Empires since time immemorial have found annexation of territory problematic but too tempting, and so it would prove for the British annexing the Transvaal in 1877. Many of the Boers in that region did not appreciate this, but it took Britain’s struggles in the Anglo-Zulu War for them to see the possibilities in an armed uprising; British distractions in Ireland and Boer resentment against paying taxes opened the door of opportunity. In December 1880, the rebellion began with a declaration of independence. Not to worry, thought the British, knocking over a bunch of irregular farmers should prove easy enough, right? Wrong! The Boers lacked an apparent military structure, but that was misleading; the kommando system connected Boer units into a flexible, almost fluid, whole that proved too slippery for the British to contain. The first inkling of British failure came at Bronkhorstspruit on 20 December 1880 with a successful concentrated Boer assault on a British column. A blockade of British garrisons followed, requiring a hastily organized rescue mission. That set off from Natal in late January 1881 but the Boers were waiting at Laing’s Nek, flanked by the imposing heights of Table Mountain and Majuba Hill. On the morning of 28 January, the British pushed forward into the teeth of a galling Boer fire and retired just as quickly. A second defeat followed at Ingogo on 8 February.
A period of diplomacy and reorganization came next while the spurned British commander, Sir George Pomeroy Colley, plotted his revenge. He decided, in secret, to capture Majuba Hill in a swift, surprise attack. On 27 February, the British climbed the hill unopposed in the dark, but when dawn arrived they found themselves on a false height open to attack by the Boers. Even worse, the exhausted British dug firing positions too often facing dead ground, and failed to post sentries, allowing the Boers to get in close and bring their withering fire to bear. This literally caught the British napping and despite a hasty resistance, command and control broke down, and they were soon in full flight down the slopes. Colley was felled with a bullet to the head. The Boers had secured a complete victory. With the campaign in tatters, the British had little option but to acquiesce to Boer demands for the restitution of the Transvaal, which happened in March 1881.
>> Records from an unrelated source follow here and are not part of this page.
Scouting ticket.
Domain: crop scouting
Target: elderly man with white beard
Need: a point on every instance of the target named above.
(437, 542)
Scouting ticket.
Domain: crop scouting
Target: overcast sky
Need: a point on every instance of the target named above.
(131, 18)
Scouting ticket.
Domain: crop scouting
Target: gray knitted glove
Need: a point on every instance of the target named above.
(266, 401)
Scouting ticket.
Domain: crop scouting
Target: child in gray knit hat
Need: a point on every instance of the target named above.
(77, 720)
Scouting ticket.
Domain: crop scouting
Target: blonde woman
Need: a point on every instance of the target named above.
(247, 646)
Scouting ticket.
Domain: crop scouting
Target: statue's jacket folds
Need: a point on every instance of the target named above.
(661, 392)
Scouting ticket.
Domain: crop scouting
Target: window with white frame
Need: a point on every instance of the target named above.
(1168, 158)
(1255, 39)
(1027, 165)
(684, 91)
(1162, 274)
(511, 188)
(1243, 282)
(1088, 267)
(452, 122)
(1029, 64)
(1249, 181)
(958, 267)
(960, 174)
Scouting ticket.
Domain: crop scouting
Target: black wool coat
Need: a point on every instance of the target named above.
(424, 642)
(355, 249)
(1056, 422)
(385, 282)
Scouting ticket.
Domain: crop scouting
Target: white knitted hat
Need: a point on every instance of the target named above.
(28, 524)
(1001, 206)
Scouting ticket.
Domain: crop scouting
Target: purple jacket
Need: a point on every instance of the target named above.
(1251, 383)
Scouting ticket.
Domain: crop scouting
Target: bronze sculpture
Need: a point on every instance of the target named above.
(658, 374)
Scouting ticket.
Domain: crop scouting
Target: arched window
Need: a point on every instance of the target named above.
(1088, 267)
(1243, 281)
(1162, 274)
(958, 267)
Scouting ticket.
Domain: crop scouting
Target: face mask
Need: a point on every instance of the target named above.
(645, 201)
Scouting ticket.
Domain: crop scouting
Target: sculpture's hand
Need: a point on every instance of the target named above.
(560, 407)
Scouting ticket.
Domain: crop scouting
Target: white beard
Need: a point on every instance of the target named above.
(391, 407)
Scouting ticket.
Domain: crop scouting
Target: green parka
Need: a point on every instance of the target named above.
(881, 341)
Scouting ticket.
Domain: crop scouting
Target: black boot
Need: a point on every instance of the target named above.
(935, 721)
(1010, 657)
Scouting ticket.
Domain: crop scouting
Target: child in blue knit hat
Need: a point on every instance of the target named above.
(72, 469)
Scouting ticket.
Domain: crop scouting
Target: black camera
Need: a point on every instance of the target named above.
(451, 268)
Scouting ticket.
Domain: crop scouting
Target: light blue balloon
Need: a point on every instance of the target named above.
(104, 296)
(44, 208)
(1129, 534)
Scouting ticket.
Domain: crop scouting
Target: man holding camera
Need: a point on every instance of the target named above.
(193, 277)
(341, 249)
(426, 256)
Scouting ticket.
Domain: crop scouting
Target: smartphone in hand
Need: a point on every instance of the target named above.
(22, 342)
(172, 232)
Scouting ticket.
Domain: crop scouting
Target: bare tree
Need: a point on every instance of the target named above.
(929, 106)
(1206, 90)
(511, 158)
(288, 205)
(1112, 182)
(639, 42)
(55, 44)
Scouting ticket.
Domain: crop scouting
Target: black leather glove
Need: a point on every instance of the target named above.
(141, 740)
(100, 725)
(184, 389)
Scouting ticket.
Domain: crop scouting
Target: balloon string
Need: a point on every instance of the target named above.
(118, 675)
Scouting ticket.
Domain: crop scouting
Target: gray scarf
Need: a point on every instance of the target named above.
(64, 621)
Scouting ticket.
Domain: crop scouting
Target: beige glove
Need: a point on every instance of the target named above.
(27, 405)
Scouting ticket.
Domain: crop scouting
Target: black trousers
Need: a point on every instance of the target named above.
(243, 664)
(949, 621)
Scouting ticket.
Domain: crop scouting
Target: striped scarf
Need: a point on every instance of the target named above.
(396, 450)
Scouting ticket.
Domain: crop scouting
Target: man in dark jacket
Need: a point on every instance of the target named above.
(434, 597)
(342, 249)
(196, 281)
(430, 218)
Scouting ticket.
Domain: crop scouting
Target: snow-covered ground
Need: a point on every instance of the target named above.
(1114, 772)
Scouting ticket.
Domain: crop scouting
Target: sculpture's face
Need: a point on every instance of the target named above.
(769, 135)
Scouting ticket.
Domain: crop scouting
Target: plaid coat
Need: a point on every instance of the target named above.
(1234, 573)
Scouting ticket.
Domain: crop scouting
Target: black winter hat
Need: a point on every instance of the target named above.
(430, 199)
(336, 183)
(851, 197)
In The Battle of Majuba Hill, Laband narrates a compelling story of British Imperial folly and Boer resilience. He describes the different methods of warfare pursued by the combatants and argues compellingly this was Britain’s first encounter with modern warfare. I am not sure why the Boer wars are not more popular amongst wargamers because they have a lot to offer in this transformative era of warfare. For those who do, or if you have an itch for something new, Laband’s concise account, with its thorough bibliography, is an excellent starting place. Highly recommended.